6. Une journée dans la vie d’un astronome
p. 45-49
Texte intégral
1Les registres de l’Union astronomique internationale incluent plus de 9 000 membres dans 63 pays. Au Canada, plus de 500 astronomes sont membres de la Société canadienne d’astronomie. Ces chiffres donnent une idée assez juste du nombre restreint de personnes qui gagnent leur vie en pratiquant l’astronomie sous une forme ou une autre. Plusieurs œuvrent au sein d’une université, alors que d’autres travaillent dans des laboratoires, comme le Laboratoire fédéral d’astrophysique à Victoria, l’institut canadien responsable, entre autres, de l’exploitation des données provenant du télescope spatial Hubble (Figure 5), ou les divers laboratoires affiliés au Centre national de la recherche scientifique de France.
2L’emploi du temps d’un astronome dépend de la nature précise de ses fonctions. L’observation astronomique en soi n’occupe qu’une petite fraction du temps de la majorité des astronomes. Dans la plupart des cas, le temps passé annuellement au télescope se chiffre, tout au plus, en semaines. De rares projets d’observation d’envergure sont plus accaparants et exigent de passer, de façon répétée et soutenue, semaine après semaine au télescope. C’est le cas de projets associés à une thèse de doctorat, de recherches liées à des relevés détaillés d’une grande région du ciel ou d’efforts qui requièrent l’observation relativement continue d’une poignée d’objets. L’acquisition au télescope de ces précieuses données est généralement suivie d’une période de dépouillement, pendant laquelle elles sont manipulées, afin de pouvoir en extraire toute l’information scientifique possible. Cette étape fait souvent appel à des logiciels informatiques sophistiqués, à l’aide desquels l’astronome peut manipuler efficacement de grandes quantités de données. Le dépouillement est suivi d’une étape d’analyse, dans laquelle l’information nouvelle, née des observations, est vérifiée, digérée, confrontée aux attentes préliminaires, interprétée dans le cadre des modèles actuels et discutée avec des collègues. Selon le cas, les idées en vogue sont confortées, modifiées ou carrément abandonnées à la lumière de ces nouvelles observations. Alors vient la nécessité de diffuser à plus grande échelle ces résultats, par l’intermédiaire de moyens qui sont discutés plus loin.

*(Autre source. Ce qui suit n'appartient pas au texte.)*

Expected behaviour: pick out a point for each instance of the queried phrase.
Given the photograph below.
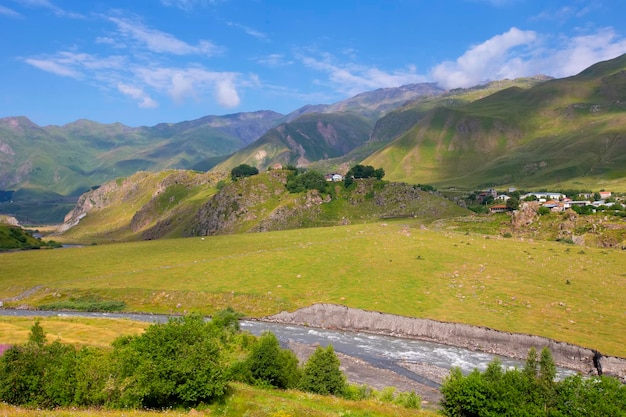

3À ces tâches de chercheur et d’enseignant s’ajoutent, pour quelques-uns1, des activités de vulgarisation. En règle générale, celles-ci prennent la forme de conférences au grand public, aux clubs d’astronomes amateurs, aux élèves des écoles primaires et secondaires ou aux étudiants des cégeps. Occasionnellement, cette composante peut aussi inclure un travail de sensibilisation auprès du public, par exemple à propos du problème de la pollution lumineuse qui menace les sites astronomiques, la rédaction d’articles de toutes sortes ou de livres comme celui-ci, ainsi que des entrevues à la radio ou à la télévision. Le grand public, quelle que soit sa provenance, fait preuve d’un appétit insatiable pour tout ce qui touche à l’astronomie, autre signe que cette discipline occupe une place de choix au panthéon des sciences et jouit d’une extraordinaire faveur dans la société. Par conséquent, l’astronome typique me semble beaucoup plus engagé que la majorité de ses collègues des facultés scientifiques dans le travail de vulgarisation : peu de mes collègues physiciens, par exemple, ont l’occasion, comme nous l’avons, de s’adresser à des clubs d’amateurs.
4Contre toute attente, donc, la denrée la plus rare dans nos départements est peut-être bien le temps : le temps de lire, de digérer et de réfléchir ; le temps d’élargir nos horizons, d’explorer de nouvelles pistes, d’approfondir de nouveaux thèmes. Il y a quelques années, mon collègue Robert Melançon, professeur au Département d’études françaises de l’Université de Montréal, prononçait une allocution à la Société royale du Canada dans laquelle il déplorait la disparition dans nos universités du « loisir ». Ici, il ne s’agit pas de « loisir » dans son sens moderne de « distractions », mais dans le sens de « temps dont on peut disposer à sa guise ». Ce constat, inspiré par des observations dans un département bien différent du mien, reste très juste et d’une portée beaucoup plus ample que ne l’imaginait peut-être son auteur.
Notes de bas de page
1 Une récente étude menée auprès de plus de 10 000 chercheurs du Centre national de la recherche scientifique de France montre qu’un quart seulement de ces scientifiques s’implique dans des activités de vulgarisation. Voilà de belles occasions manquées de partager avec le public l’enthousiasme qui doit habiter la majorité de ces chercheurs.